Islam Web

  1. Fatwa
  2. ADAB DZIKIR DAN DOA
  3. Akhlak Muslim Ideal
  4. Mensucikan jiwa
Cari Fatwa

Rasa Takut dan Harap Adalah Tanda Keimanan

Pertanyaan

Saya seorang pemuda berumur 30 tahun, tekun beribadah dan menjalankan syiar-syiar Agama. Saya juga takut kepada Allah. Masalahnya, saya pernah berjanji kepada Allah untuk tidak melakukan sebuah dosa, tetapi kemudian Syetan berhasil memperdaya saya. Saya sekarang merasa berada di dalam adzab dan kesengsaraan. Saya ingin menebus dosa dan pelanggaran saya terhadap janji itu. Bagaimana hati saya dapat tenang, sementara saya telah melanggar janji saya kepada Allah? Saya mohon nasihat Anda, bagaimana cara agar saya selamat dan mendapat rahmat Allah? Apakah saya harus bersedekah? Apakah saya harus mengerjakan shalat Tahajjud? Saya telah memperbanyak istighfar dan meminta ampun kepada Allah, tetapi hati saya seakan hancur, karena hati saya mencintai Allah dan tidak mampu membayangkan adzab Allah menimpanya.

Jawaban

Segala puji bagi Allah, dan shalawat serta salam semoga selalu tercurahkan kepada Rasulullah beserta keluarga dan para shahabat beliau.

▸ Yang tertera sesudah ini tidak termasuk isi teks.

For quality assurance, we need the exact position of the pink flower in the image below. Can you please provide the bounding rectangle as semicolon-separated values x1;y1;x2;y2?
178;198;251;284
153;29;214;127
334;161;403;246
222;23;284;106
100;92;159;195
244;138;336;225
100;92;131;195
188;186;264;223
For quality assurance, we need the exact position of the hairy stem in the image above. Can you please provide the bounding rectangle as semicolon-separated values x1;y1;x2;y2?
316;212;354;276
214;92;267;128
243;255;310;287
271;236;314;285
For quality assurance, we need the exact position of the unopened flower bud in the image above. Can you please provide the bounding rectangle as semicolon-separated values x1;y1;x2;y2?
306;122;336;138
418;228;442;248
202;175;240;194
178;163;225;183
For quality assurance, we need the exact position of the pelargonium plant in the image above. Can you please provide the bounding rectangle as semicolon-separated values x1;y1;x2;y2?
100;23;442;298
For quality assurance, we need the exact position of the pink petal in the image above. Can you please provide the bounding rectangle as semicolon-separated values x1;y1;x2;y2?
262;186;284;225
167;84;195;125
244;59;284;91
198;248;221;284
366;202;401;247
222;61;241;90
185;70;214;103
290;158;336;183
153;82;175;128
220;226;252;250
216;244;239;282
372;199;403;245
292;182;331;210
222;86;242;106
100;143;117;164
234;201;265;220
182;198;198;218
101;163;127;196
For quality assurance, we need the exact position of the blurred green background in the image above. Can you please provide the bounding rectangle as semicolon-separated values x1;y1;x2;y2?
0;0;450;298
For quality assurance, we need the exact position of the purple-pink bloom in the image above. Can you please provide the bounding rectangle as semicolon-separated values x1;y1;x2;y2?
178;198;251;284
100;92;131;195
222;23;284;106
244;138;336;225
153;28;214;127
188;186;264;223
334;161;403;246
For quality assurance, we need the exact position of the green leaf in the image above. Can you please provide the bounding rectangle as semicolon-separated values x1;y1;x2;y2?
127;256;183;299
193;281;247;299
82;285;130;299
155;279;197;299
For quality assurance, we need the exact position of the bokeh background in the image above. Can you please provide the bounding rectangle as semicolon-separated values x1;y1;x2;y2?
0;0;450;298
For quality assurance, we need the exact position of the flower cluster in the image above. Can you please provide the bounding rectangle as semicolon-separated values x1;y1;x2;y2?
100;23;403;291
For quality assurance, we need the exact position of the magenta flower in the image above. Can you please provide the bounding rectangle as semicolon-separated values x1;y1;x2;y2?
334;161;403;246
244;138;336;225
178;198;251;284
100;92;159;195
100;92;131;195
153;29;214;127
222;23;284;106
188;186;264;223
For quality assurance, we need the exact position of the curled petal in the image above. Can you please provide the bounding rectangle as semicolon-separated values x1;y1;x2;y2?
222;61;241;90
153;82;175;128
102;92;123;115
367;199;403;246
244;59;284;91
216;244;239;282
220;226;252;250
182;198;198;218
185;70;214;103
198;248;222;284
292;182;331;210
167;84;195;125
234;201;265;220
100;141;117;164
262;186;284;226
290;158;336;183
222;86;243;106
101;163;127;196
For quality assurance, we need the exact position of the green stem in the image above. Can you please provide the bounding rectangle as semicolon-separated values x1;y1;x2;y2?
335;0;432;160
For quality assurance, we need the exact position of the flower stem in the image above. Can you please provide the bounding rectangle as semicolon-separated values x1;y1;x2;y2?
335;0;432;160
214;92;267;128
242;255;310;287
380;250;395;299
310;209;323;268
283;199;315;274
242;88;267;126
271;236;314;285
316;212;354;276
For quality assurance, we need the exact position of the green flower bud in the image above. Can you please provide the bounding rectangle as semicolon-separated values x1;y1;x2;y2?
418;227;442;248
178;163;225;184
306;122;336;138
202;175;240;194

Rasa takut pada Allah—Subhânahu wa Ta`âlâ—adalah tanda kesungguhan iman, sebagaimana disebutkan dalam firman-Nya (yang artinya): "Karena itu, janganlah kalian takut kepada mereka, tetapi takutlah pada-Ku, jika kalian benar-benar orang beriman." [QS. Âli `Imrân: 175]

Sebaliknya, rasa aman (tidak takut) akan datangnya pembalasan dan adzab Allah yang pedih adalah ciri-ciri orang yang merugi, sebagaimana disebutkan dalam firman-Nya (yang artinya): "Maka apakah mereka merasa aman dari adzab Allah (yang tidak terduga-duga)? Tiada yang merasa aman dari adzab Allah kecuali orang-orang yang merugi." [QS. Al-A`râf: 99]

Maka kewajiban seorang mukmin adalah senantiasa berhati-hati terhadap datangnya hukuman Allah di Dunia dan Akhirat. Bukti paling besar rasa takut seorang hamba pada Allah adalah ketika ia sangat menjauhi maksiat dan sangat waspada agar tidak terjerumus ke dalam hal-hal yang dimurkai Allah—Subhânahu wa Ta`âlâ.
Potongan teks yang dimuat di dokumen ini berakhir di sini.